Does 3D make it better? Maybe not better, but at least more interesting. My kid pronounced that it was the best use of 3D she had seen in a movie. But she was wrong. The right answer, so far at least, would be Martin Scorsese’s Hugo. As has been said before, the thing about 3D is that, just as the human brain can magically convert two-dimensional images into three dimensions, it can also re-adjust the various planes in a three-dimensional image into some kind of normality. But there are a few breath-taking uses of perspective that seemed to be enhanced. And I found myself a few times ducking my head because something seemed to be popping up right in front of my eye. But the most curious effect was during the flooding sequences when water seemed to be spilling over the bottom of the screen and into the auditorium.
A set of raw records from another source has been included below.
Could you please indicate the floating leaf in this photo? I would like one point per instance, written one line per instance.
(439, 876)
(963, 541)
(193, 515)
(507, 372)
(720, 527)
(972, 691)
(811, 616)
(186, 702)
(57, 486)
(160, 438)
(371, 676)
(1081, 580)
And, if there is one thing this movie does very well, it is to make you afraid of water.
There are, of course, other movies that have been made about the Titanic. The best of the lot is considered to be Roy Ward Baker’s 1958 docudrama A Night to Remember. It was based on a book by the same name, which was written by Walter Lord and considered to be definitive. It was produced by William MacQuitty who, as a six-year-old boy, had seen the Titanic launched in 1911 in his native Belfast. It starred popular English actor Kenneth More (who would later be known to TV audiences on both sides of the Atlantic as “Young Jolyon” in The Forsyte Saga) as Second Officer Charles Herbert Lightoller. Five years earlier, the story had gotten the lavish Hollywood treatment in Jean Negulesco’s Titanic, which starred Clifton Webb, Barbara Stanwyck and Robert Wagner. Like Cameron’s version, it mixed historical fact with a story about fictional characters.
One could argue about whether Cameron’s version should be considered the best or not. It is surely the most exciting and the most likely to appeal to romantic teenagers. And it has made a massive amount of money since its release. But like Benjamin Guggenheim—who declined to take a space in one of the too few lifeboats and instead sat in his evening wear, smoking cigars and drinking brandy—it deserves to be respected, regardless of its obscene wealth.